The first step is to have a business appraiser determine the company’s worth, Carnevale says. An attorney is needed to handle the legal aspects of the ESOP and a third-party administrator takes care of the bookkeeping and accounting, he says.

The multitude of moving parts is what makes ESOPs complicated, Carnevale says. An owner is selling their business, employees are buying stock and a qualified retirement plan is being set up. “You’re doing a lot of things at the same time,” he says. That can lead to unforeseen problems. “Go slowly,” Carnevale says. “Make sure you understand the whole thing before you do it.”

There are successes and failures when it comes to ESOPs, Carnevale says, and engagement is a key factor. “You get out of it what you put into it,” he says. “For the right people, it’s a great deal. For the wrong people, you should avoid it.”

Client retention

Why should a benefit adviser be concerned with whether a client chooses an ESOP or sells to another business owner? The latter could result in a loss of that client.

When a business is sold, the employees are folded into their new employer’s benefits plan and the acquirer’s adviser has a larger client while the other adviser loses a client. The adviser might not be the only one who loses that client — their former accountant, lawyer, bank, etc., might have all shared that client.

If the business was located in a small town and the new employer moves it, that could have a tremendous impact on the residents, says Dan Zugell, senior vice president at Business Transition Advisors, Inc. “That could devastate a local community,” he says. Selling to the employees instead of an outside buyer helps keep those jobs, Zugell says.
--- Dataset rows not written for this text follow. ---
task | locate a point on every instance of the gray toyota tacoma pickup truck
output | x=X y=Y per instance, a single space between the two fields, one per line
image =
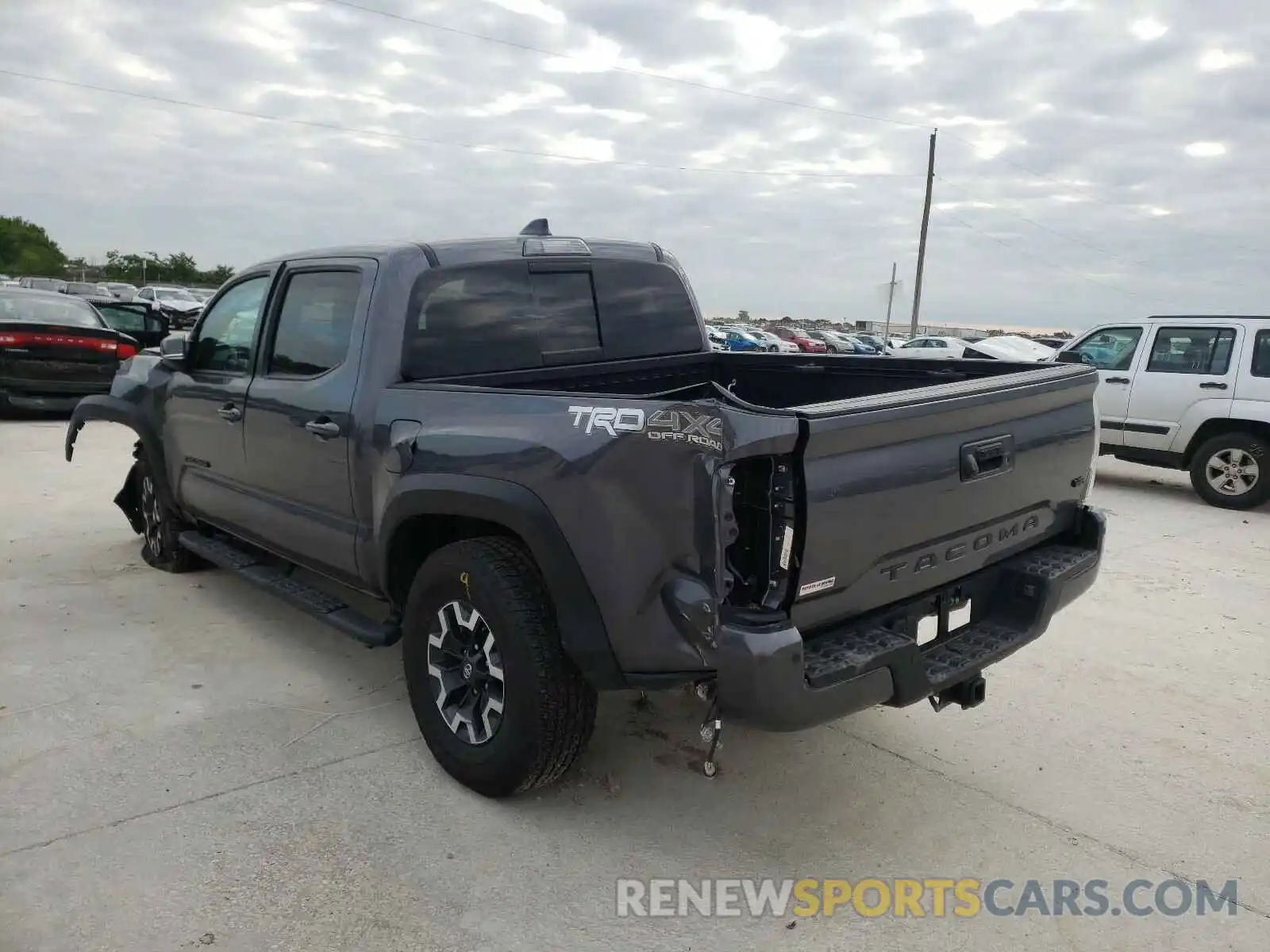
x=525 y=450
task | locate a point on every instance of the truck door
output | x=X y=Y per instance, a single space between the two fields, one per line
x=1187 y=378
x=298 y=416
x=1114 y=353
x=203 y=428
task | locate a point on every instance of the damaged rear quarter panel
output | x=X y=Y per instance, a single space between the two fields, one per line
x=633 y=486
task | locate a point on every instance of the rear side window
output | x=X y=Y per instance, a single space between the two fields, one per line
x=471 y=321
x=1261 y=355
x=564 y=304
x=505 y=317
x=315 y=323
x=1191 y=351
x=645 y=310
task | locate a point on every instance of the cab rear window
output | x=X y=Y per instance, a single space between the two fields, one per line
x=518 y=315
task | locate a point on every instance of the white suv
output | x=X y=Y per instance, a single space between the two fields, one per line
x=1187 y=393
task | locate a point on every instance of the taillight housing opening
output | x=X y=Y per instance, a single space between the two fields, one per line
x=762 y=559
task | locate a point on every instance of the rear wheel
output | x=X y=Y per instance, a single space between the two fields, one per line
x=499 y=704
x=1227 y=471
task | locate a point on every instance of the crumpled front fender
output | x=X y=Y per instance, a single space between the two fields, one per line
x=114 y=409
x=129 y=499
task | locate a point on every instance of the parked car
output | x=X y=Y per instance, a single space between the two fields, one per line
x=82 y=289
x=521 y=447
x=772 y=343
x=133 y=317
x=178 y=305
x=833 y=342
x=121 y=290
x=876 y=342
x=802 y=340
x=42 y=283
x=54 y=349
x=1187 y=393
x=741 y=340
x=933 y=347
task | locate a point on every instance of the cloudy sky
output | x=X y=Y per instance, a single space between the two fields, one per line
x=1096 y=159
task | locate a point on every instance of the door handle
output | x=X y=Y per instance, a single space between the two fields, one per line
x=323 y=428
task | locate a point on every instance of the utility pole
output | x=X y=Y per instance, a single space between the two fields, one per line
x=921 y=244
x=891 y=300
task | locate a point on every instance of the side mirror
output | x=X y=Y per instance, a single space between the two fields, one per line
x=171 y=349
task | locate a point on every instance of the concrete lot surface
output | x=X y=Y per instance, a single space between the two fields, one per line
x=186 y=762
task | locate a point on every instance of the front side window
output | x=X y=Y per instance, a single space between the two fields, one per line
x=1191 y=351
x=226 y=336
x=315 y=323
x=1110 y=349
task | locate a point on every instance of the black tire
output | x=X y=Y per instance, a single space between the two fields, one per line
x=159 y=547
x=1225 y=460
x=546 y=708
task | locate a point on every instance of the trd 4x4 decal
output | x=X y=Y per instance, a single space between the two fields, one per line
x=677 y=425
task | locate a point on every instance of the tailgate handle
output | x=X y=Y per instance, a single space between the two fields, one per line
x=987 y=457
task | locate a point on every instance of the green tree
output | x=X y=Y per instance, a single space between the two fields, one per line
x=27 y=249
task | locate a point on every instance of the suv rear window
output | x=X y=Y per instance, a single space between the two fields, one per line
x=516 y=315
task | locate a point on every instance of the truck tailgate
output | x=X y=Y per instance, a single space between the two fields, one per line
x=912 y=490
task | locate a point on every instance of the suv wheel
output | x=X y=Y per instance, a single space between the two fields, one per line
x=499 y=704
x=160 y=528
x=1226 y=471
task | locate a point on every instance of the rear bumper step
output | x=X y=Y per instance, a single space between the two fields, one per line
x=279 y=582
x=775 y=679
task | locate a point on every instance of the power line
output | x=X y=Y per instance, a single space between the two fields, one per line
x=451 y=144
x=742 y=94
x=1073 y=239
x=1041 y=260
x=626 y=70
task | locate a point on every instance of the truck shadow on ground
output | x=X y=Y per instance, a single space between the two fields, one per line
x=1172 y=489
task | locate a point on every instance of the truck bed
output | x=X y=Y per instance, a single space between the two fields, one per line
x=810 y=384
x=907 y=474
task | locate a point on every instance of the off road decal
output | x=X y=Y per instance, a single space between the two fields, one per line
x=673 y=425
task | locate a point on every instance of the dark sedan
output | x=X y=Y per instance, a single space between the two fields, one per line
x=55 y=349
x=133 y=317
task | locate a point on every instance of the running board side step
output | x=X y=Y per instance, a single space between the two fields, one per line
x=277 y=582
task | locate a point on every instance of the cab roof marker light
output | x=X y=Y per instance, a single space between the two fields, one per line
x=556 y=247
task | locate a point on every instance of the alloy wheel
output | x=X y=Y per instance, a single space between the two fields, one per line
x=465 y=668
x=152 y=516
x=1232 y=473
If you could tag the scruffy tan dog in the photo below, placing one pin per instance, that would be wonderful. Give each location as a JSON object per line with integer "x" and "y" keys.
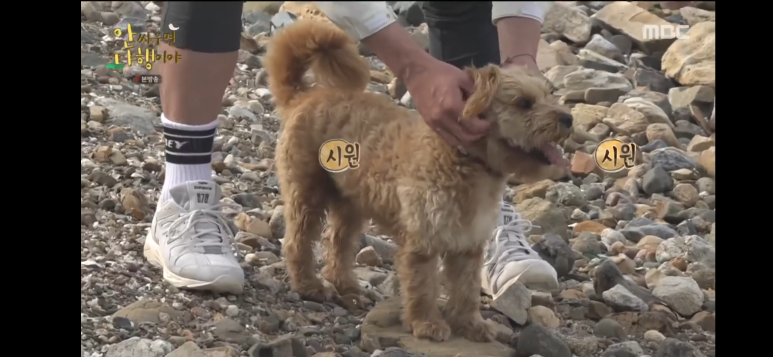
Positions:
{"x": 435, "y": 200}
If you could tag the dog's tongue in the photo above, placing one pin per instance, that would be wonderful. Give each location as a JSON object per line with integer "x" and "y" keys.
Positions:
{"x": 554, "y": 155}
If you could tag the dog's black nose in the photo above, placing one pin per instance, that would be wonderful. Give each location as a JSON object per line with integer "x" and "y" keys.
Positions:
{"x": 565, "y": 120}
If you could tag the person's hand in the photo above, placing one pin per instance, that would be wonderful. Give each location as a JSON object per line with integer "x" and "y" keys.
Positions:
{"x": 439, "y": 91}
{"x": 526, "y": 61}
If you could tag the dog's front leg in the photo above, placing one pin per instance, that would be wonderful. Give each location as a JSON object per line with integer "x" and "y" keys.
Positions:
{"x": 462, "y": 273}
{"x": 418, "y": 281}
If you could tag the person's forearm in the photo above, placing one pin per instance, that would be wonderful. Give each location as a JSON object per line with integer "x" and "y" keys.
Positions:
{"x": 519, "y": 25}
{"x": 374, "y": 23}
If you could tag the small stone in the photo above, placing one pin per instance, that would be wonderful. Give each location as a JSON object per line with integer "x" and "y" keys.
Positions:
{"x": 681, "y": 293}
{"x": 657, "y": 180}
{"x": 610, "y": 329}
{"x": 232, "y": 310}
{"x": 672, "y": 347}
{"x": 620, "y": 299}
{"x": 654, "y": 336}
{"x": 368, "y": 256}
{"x": 536, "y": 340}
{"x": 543, "y": 316}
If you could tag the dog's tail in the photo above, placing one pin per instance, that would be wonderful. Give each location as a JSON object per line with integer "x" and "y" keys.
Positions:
{"x": 328, "y": 51}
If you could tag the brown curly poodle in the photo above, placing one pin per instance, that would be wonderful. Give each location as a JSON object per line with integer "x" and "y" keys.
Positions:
{"x": 433, "y": 199}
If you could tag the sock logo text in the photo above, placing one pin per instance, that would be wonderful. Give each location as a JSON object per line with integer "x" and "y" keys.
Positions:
{"x": 174, "y": 144}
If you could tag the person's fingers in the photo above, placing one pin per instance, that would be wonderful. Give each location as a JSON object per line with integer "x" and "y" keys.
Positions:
{"x": 475, "y": 125}
{"x": 466, "y": 84}
{"x": 447, "y": 137}
{"x": 455, "y": 128}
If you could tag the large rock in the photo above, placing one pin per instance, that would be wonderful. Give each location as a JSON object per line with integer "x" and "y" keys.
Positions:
{"x": 681, "y": 293}
{"x": 304, "y": 10}
{"x": 628, "y": 19}
{"x": 146, "y": 311}
{"x": 568, "y": 21}
{"x": 623, "y": 118}
{"x": 692, "y": 60}
{"x": 121, "y": 113}
{"x": 382, "y": 328}
{"x": 591, "y": 78}
{"x": 586, "y": 116}
{"x": 544, "y": 214}
{"x": 137, "y": 347}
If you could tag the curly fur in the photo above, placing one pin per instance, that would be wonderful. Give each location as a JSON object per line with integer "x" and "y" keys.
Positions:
{"x": 435, "y": 201}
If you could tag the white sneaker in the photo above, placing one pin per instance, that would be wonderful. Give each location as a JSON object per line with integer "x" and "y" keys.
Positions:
{"x": 190, "y": 240}
{"x": 510, "y": 259}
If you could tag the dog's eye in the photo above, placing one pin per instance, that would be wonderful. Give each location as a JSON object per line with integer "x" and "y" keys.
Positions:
{"x": 523, "y": 103}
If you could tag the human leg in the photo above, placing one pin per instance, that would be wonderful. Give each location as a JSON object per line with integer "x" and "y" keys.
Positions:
{"x": 189, "y": 238}
{"x": 192, "y": 90}
{"x": 461, "y": 32}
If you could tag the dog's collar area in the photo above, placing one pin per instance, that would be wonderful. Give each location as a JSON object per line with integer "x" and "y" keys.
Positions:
{"x": 466, "y": 153}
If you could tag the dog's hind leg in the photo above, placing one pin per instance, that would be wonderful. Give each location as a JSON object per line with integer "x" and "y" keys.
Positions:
{"x": 341, "y": 241}
{"x": 462, "y": 272}
{"x": 419, "y": 284}
{"x": 305, "y": 203}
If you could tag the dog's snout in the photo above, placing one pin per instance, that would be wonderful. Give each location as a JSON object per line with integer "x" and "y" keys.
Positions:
{"x": 565, "y": 120}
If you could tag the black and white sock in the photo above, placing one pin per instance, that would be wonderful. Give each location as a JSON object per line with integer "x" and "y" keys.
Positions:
{"x": 188, "y": 153}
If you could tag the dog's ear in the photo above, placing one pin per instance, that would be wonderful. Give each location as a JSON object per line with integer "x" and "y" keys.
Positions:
{"x": 486, "y": 84}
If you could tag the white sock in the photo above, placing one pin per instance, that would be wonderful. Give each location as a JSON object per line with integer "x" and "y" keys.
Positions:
{"x": 188, "y": 153}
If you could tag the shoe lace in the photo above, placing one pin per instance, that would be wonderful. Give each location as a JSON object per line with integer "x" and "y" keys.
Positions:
{"x": 510, "y": 239}
{"x": 195, "y": 220}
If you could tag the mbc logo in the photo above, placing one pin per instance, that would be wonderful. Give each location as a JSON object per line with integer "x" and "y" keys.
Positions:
{"x": 665, "y": 32}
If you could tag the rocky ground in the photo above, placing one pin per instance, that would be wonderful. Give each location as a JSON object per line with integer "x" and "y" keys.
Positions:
{"x": 634, "y": 249}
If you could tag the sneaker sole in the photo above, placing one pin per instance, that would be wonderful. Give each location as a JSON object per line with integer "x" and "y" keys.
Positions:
{"x": 538, "y": 275}
{"x": 223, "y": 284}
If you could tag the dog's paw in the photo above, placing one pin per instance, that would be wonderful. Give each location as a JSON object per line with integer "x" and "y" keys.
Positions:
{"x": 435, "y": 330}
{"x": 476, "y": 330}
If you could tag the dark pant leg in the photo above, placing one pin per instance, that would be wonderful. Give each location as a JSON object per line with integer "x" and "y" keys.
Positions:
{"x": 461, "y": 32}
{"x": 204, "y": 26}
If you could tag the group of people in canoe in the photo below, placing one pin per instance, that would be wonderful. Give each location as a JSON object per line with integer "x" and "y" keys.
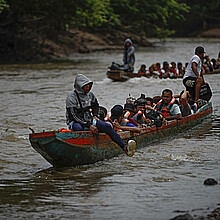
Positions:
{"x": 83, "y": 112}
{"x": 171, "y": 70}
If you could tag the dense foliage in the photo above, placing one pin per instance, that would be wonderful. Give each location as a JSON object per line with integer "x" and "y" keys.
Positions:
{"x": 26, "y": 24}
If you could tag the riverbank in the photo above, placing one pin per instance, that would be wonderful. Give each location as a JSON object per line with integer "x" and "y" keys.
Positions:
{"x": 78, "y": 41}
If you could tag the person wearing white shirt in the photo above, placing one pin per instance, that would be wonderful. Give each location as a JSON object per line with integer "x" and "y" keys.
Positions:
{"x": 193, "y": 77}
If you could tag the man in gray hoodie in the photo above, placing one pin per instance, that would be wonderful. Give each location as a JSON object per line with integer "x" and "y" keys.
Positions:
{"x": 129, "y": 58}
{"x": 82, "y": 110}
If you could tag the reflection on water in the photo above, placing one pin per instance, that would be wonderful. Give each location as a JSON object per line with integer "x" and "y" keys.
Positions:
{"x": 160, "y": 180}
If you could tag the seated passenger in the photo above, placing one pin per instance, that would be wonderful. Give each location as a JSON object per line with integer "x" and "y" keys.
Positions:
{"x": 184, "y": 105}
{"x": 129, "y": 112}
{"x": 173, "y": 69}
{"x": 82, "y": 110}
{"x": 158, "y": 68}
{"x": 168, "y": 107}
{"x": 165, "y": 66}
{"x": 102, "y": 113}
{"x": 130, "y": 99}
{"x": 180, "y": 69}
{"x": 117, "y": 114}
{"x": 154, "y": 70}
{"x": 139, "y": 116}
{"x": 142, "y": 70}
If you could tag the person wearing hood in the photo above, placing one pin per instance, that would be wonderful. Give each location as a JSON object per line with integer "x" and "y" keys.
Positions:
{"x": 82, "y": 109}
{"x": 129, "y": 58}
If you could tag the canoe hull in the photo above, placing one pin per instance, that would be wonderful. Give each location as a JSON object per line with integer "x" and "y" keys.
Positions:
{"x": 69, "y": 149}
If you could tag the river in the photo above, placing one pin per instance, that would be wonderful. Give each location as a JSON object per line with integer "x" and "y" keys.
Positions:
{"x": 159, "y": 182}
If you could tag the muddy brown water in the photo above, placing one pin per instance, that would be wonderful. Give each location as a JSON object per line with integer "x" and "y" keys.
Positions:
{"x": 161, "y": 180}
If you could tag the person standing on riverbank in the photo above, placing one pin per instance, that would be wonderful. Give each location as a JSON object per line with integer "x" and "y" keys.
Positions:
{"x": 193, "y": 77}
{"x": 82, "y": 110}
{"x": 129, "y": 58}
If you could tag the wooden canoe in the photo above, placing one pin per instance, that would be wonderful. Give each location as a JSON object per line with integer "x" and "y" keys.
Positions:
{"x": 63, "y": 148}
{"x": 116, "y": 75}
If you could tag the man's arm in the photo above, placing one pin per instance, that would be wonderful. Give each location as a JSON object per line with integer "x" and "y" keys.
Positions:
{"x": 176, "y": 113}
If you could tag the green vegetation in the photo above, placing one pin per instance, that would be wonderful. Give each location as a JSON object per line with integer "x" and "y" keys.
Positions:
{"x": 25, "y": 25}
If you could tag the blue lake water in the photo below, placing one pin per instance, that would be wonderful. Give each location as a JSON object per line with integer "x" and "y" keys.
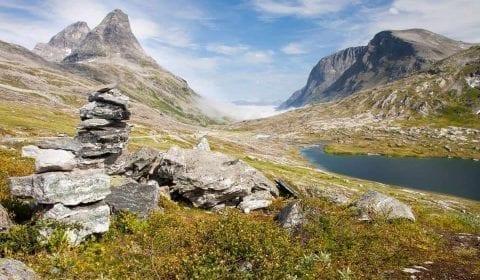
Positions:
{"x": 458, "y": 177}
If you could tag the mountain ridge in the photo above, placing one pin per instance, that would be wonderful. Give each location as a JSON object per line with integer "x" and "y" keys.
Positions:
{"x": 389, "y": 56}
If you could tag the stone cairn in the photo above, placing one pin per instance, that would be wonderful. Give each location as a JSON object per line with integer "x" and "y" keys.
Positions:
{"x": 70, "y": 182}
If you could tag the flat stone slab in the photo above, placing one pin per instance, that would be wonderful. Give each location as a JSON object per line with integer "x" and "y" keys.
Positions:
{"x": 372, "y": 204}
{"x": 73, "y": 188}
{"x": 50, "y": 159}
{"x": 103, "y": 111}
{"x": 140, "y": 199}
{"x": 21, "y": 186}
{"x": 111, "y": 96}
{"x": 94, "y": 218}
{"x": 5, "y": 221}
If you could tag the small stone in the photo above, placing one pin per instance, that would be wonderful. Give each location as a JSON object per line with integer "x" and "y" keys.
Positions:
{"x": 21, "y": 186}
{"x": 59, "y": 144}
{"x": 373, "y": 203}
{"x": 292, "y": 216}
{"x": 16, "y": 270}
{"x": 203, "y": 145}
{"x": 140, "y": 199}
{"x": 54, "y": 160}
{"x": 112, "y": 96}
{"x": 73, "y": 188}
{"x": 5, "y": 221}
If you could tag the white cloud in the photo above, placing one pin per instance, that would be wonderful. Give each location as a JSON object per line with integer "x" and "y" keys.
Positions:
{"x": 294, "y": 48}
{"x": 259, "y": 57}
{"x": 227, "y": 49}
{"x": 300, "y": 8}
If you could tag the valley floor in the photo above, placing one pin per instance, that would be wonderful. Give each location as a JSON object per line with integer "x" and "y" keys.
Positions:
{"x": 187, "y": 243}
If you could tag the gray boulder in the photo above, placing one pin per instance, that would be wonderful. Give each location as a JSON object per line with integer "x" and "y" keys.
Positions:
{"x": 21, "y": 186}
{"x": 80, "y": 186}
{"x": 104, "y": 111}
{"x": 95, "y": 123}
{"x": 210, "y": 178}
{"x": 59, "y": 144}
{"x": 102, "y": 141}
{"x": 15, "y": 270}
{"x": 85, "y": 220}
{"x": 50, "y": 159}
{"x": 5, "y": 222}
{"x": 254, "y": 201}
{"x": 203, "y": 145}
{"x": 140, "y": 199}
{"x": 292, "y": 217}
{"x": 372, "y": 204}
{"x": 54, "y": 160}
{"x": 110, "y": 96}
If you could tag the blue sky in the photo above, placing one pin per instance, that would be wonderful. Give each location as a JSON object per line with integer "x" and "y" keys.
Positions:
{"x": 244, "y": 50}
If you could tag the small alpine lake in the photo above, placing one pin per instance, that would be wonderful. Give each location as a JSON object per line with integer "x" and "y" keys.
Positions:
{"x": 459, "y": 177}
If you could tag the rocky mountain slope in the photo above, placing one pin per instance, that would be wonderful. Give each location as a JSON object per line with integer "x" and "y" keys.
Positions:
{"x": 111, "y": 54}
{"x": 389, "y": 56}
{"x": 62, "y": 44}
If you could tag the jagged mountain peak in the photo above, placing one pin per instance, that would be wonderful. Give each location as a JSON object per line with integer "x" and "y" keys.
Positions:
{"x": 113, "y": 37}
{"x": 63, "y": 43}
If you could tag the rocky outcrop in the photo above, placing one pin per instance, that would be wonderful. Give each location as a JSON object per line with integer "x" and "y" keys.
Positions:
{"x": 112, "y": 37}
{"x": 103, "y": 135}
{"x": 70, "y": 180}
{"x": 16, "y": 270}
{"x": 373, "y": 204}
{"x": 5, "y": 221}
{"x": 292, "y": 217}
{"x": 63, "y": 43}
{"x": 93, "y": 218}
{"x": 389, "y": 56}
{"x": 207, "y": 179}
{"x": 140, "y": 199}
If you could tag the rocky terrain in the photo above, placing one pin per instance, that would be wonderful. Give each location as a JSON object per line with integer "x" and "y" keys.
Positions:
{"x": 167, "y": 196}
{"x": 389, "y": 56}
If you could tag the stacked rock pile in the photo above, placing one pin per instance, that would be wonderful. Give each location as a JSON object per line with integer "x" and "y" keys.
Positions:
{"x": 70, "y": 181}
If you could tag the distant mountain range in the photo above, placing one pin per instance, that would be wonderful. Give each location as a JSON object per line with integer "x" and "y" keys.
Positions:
{"x": 111, "y": 54}
{"x": 388, "y": 57}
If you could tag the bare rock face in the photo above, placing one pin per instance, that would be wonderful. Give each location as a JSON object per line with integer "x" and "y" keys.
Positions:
{"x": 292, "y": 217}
{"x": 82, "y": 186}
{"x": 389, "y": 56}
{"x": 71, "y": 179}
{"x": 5, "y": 222}
{"x": 16, "y": 270}
{"x": 140, "y": 199}
{"x": 372, "y": 204}
{"x": 112, "y": 37}
{"x": 93, "y": 218}
{"x": 207, "y": 179}
{"x": 63, "y": 43}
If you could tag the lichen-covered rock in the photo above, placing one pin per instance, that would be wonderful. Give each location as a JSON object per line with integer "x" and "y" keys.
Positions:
{"x": 210, "y": 178}
{"x": 85, "y": 220}
{"x": 292, "y": 217}
{"x": 109, "y": 96}
{"x": 104, "y": 111}
{"x": 140, "y": 199}
{"x": 254, "y": 201}
{"x": 5, "y": 221}
{"x": 372, "y": 204}
{"x": 59, "y": 144}
{"x": 203, "y": 145}
{"x": 21, "y": 186}
{"x": 15, "y": 270}
{"x": 81, "y": 186}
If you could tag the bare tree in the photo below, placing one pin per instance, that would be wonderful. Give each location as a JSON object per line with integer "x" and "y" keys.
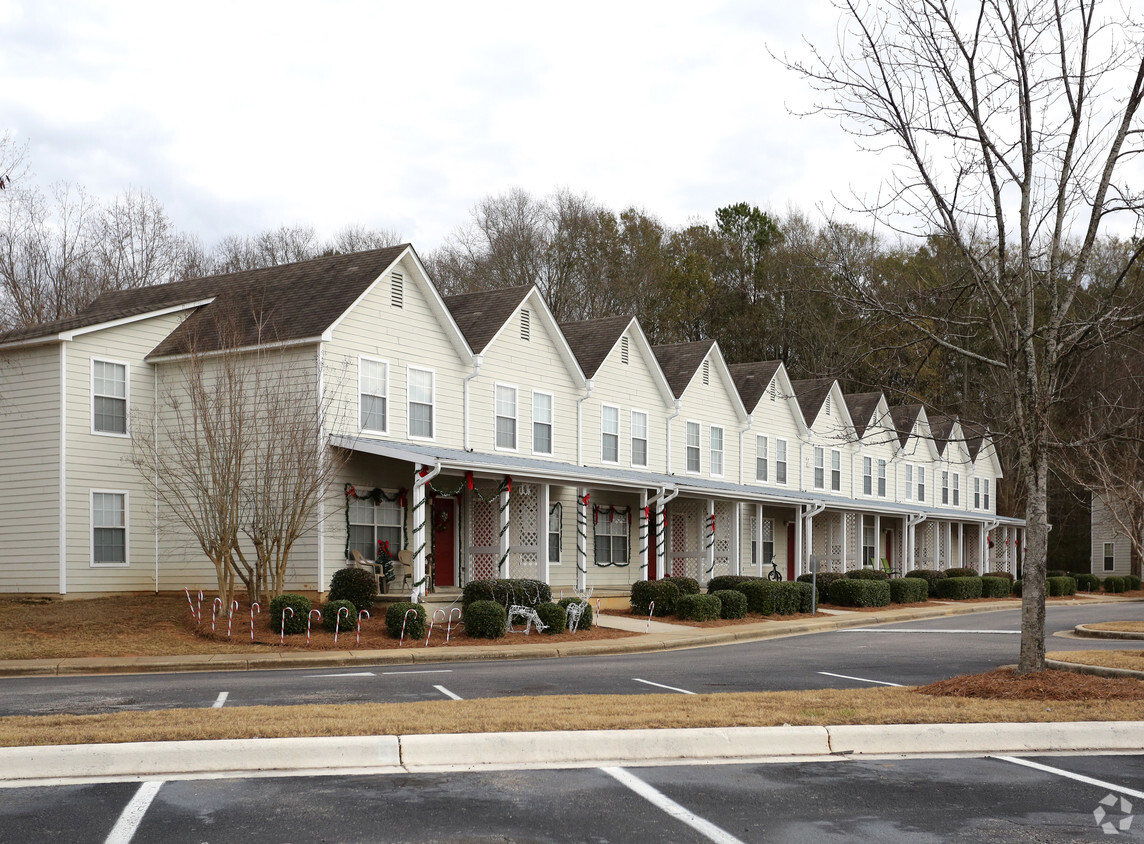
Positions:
{"x": 1011, "y": 124}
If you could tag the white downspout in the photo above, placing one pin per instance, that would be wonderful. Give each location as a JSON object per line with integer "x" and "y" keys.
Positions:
{"x": 465, "y": 397}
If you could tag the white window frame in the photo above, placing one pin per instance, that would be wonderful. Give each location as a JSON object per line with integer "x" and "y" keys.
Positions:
{"x": 697, "y": 448}
{"x": 605, "y": 434}
{"x": 384, "y": 397}
{"x": 516, "y": 419}
{"x": 550, "y": 422}
{"x": 716, "y": 454}
{"x": 126, "y": 528}
{"x": 410, "y": 403}
{"x": 126, "y": 398}
{"x": 644, "y": 439}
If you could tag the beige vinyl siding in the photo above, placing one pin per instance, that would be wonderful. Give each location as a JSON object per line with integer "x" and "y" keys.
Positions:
{"x": 410, "y": 335}
{"x": 30, "y": 470}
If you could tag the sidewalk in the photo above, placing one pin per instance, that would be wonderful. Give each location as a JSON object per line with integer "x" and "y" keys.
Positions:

It’s also a main reason business owners choose ESOPs, along with the tax incentives. “It’s more about legacy and the workforce,” says Loren Rodgers, executive director of the National Center for Employee Ownership.

Advisers are also needed when an employee leaves the company and sells their stock. Typically, individuals roll that money into an IRA, and they need assistance, Zugell says.

There are an estimated 7,000 ESOPs covering 13.5 million employees, according to the NCEO, and Rodgers anticipates 2014 and 2015 will be strong years for ESOPs once he sees the data, which is based on Form 5500 filings. The number of plans has dropped but the number of participants has increased due to ESOPs acquiring other companies, Rodgers says. “There’s been a big uptick in the number of acquisitions that involve ESOPs,” he says.

A business owner must weigh the benefits against the cost of setting up an ESOP. Those benefits can far outweigh the cost if implemented properly, Zugell says.

How can a business owner know if it’s the right fit? “Talk to more than one person when you want to do an ESOP,” Carnevale says.